Via NEJM: Facing Opioids in the Shadow of the HIV Epidemic. Excerpt:
The United States is in the midst of an opioid crisis. An estimated 2.1 million Americans had an opioid use disorder in 2016. The rate of opioid overdose deaths has increased by 500% since 1999, and each day an estimated 115 Americans die from opioid overdose. Despite the proven effectiveness of medication-assisted treatment (MAT) for opioid use disorders, the opioid mortality rate has now surpassed that of the AIDS epidemic during its peak in the early 1990s — a time when there was no effective treatment for HIV/AIDS.
Given that U.S. HIV incidence and AIDS mortality declined dramatically after the advent of antiretroviral therapy in the mid-1990s, it is not surprising that the AIDS response is often celebrated not just as an unqualified success, but also as a blueprint for the response to other emerging threats to population health. However, there are vital lessons to be learned from failures in the response to HIV as well as from the successes. Learning these lessons will require a less celebratory accounting of where we stand with the current HIV epidemic than we have seen so far.

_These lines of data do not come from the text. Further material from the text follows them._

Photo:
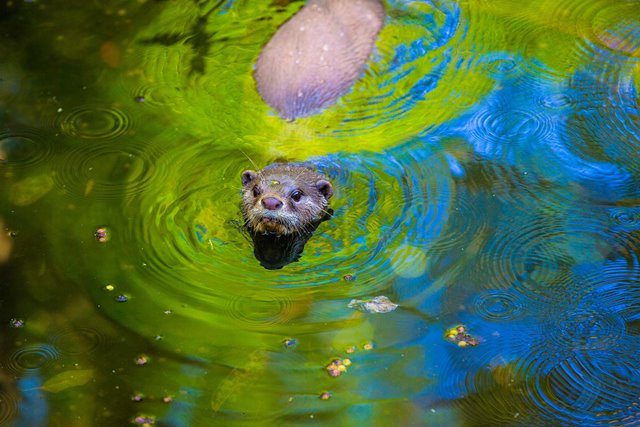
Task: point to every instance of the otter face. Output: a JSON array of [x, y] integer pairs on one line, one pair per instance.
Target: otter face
[[284, 199]]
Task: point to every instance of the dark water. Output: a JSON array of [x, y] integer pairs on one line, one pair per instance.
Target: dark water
[[486, 175]]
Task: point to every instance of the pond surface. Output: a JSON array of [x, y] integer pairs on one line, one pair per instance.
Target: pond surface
[[487, 181]]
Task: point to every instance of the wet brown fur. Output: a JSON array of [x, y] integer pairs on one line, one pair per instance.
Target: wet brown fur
[[280, 181]]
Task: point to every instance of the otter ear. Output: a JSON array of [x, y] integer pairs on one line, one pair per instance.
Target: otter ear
[[325, 188], [247, 177]]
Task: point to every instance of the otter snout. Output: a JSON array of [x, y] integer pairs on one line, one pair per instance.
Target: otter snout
[[272, 203], [285, 199]]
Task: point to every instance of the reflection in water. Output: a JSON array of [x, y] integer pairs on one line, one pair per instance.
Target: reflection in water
[[485, 174]]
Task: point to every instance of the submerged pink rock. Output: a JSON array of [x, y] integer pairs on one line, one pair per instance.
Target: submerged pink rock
[[317, 55]]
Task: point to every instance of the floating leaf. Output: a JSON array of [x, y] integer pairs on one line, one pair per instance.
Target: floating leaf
[[379, 304], [67, 379]]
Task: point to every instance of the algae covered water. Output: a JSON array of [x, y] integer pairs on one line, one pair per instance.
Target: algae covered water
[[481, 267]]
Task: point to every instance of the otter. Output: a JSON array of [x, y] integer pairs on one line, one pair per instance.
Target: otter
[[285, 199], [316, 56]]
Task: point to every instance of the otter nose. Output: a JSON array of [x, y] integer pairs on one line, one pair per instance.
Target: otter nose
[[271, 203]]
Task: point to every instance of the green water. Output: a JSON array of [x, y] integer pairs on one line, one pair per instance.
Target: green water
[[485, 172]]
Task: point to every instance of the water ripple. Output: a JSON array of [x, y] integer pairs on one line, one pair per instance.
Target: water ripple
[[95, 122], [527, 255], [24, 148], [76, 341], [31, 358], [499, 305], [260, 312], [601, 390], [613, 32], [9, 402], [106, 171]]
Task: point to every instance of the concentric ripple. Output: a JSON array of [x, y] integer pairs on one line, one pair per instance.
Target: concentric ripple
[[31, 358], [530, 255], [499, 305], [614, 28], [95, 122], [584, 329], [600, 390], [263, 313], [24, 148]]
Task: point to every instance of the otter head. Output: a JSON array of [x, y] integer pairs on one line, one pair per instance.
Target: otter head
[[284, 199]]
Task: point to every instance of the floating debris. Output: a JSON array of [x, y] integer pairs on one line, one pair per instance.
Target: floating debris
[[16, 323], [290, 343], [102, 234], [380, 304], [459, 335], [325, 396], [144, 420], [141, 360]]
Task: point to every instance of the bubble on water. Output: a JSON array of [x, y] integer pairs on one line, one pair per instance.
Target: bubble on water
[[16, 323]]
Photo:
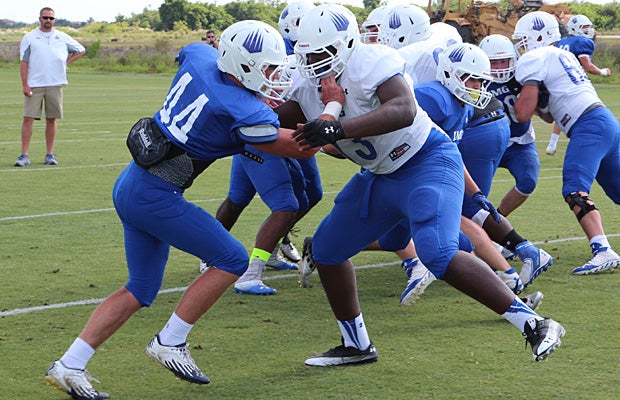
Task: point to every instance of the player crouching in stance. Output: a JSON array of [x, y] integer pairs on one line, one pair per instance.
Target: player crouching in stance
[[593, 151], [212, 111], [407, 162]]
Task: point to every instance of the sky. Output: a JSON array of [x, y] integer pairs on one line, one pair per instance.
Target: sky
[[107, 10]]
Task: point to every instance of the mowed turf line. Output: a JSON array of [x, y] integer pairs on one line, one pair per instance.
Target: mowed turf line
[[62, 243]]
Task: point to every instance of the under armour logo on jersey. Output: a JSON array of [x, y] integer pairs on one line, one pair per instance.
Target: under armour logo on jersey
[[538, 24], [253, 43], [340, 21], [394, 21], [457, 54], [284, 13]]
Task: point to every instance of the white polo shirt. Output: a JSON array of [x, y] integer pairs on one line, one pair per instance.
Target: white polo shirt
[[46, 54]]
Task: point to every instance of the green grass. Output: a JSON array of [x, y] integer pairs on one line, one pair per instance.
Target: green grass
[[62, 242]]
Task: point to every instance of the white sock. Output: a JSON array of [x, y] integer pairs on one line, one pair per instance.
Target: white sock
[[254, 272], [518, 314], [77, 355], [354, 333], [600, 239], [175, 332], [553, 140]]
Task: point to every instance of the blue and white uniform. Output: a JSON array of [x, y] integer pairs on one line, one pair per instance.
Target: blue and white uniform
[[593, 151], [521, 155], [411, 175], [482, 147], [208, 116]]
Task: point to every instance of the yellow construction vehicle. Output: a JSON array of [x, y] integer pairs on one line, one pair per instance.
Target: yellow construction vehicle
[[475, 19]]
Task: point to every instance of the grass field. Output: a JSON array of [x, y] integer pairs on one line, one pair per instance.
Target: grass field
[[62, 252]]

Effective treatment for HIV has been available in the United States for more than two decades, and the majority of people living with HIV in this country (86%) have now received that diagnosis. Still, less than two thirds of people living with HIV remain in care (62%), and viral suppression has been achieved in less than half the cases (49%). The benefits of scientific progress have been unequally distributed, with growing ethnic and sexuality-related disparities in new infections, dual diagnoses, and overall mortality. If current HIV diagnosis rates persist, one in two black men who have sex with men in the United States will contract HIV during their lifetime.
This failure of equity should draw our attention to the importance of social factors in shaping who benefits from effective biomedical therapies. Each of the following lessons has the potential to improve the population health impact of MAT for opioid use disorder in the United States.
First, the existence of effective medical treatment does not mean that people who need treatment can and will obtain it. Even as efforts are under way to scale up access to MAT, it is vital not to assume a position of “if we build it, they will come.” Though MAT scale-up is a necessary step for increasing access, engaging the 80% of people with opioid use disorders who currently receive no treatment also requires identifying cultural, social, economic, and structural barriers to access to care. In areas where MAT is available, studies already reveal age-based, racial, and ethnic disparities in treatment engagement and completion. If we fail to address the contextual barriers that shape engagement with MAT, biomedical advances may actually exacerbate health disparities by benefiting people who are more socially advantaged rather than the population as a whole.
Second, we need to stop considering only one person at a time and address the structural drivers of the crisis. Since the 1990s, HIV researchers have recognized that the virus’s spread is driven by structural factors such as economic inequality, sexual oppression, gender inequality, and racism.
A key lesson for the opioid epidemic is that without achieving long-term changes in the structural inequalities that render some populations vulnerable to opioid addiction, we will not be able to slow the epidemic. Structural drivers of the opioid epidemic include eroding economic opportunity, market-driven health care, insufficient regulation of pharmaceutical markets, evolving approaches to pain treatment, and limited access to effective drug treatment. Combating the epidemic will require addressing these drivers.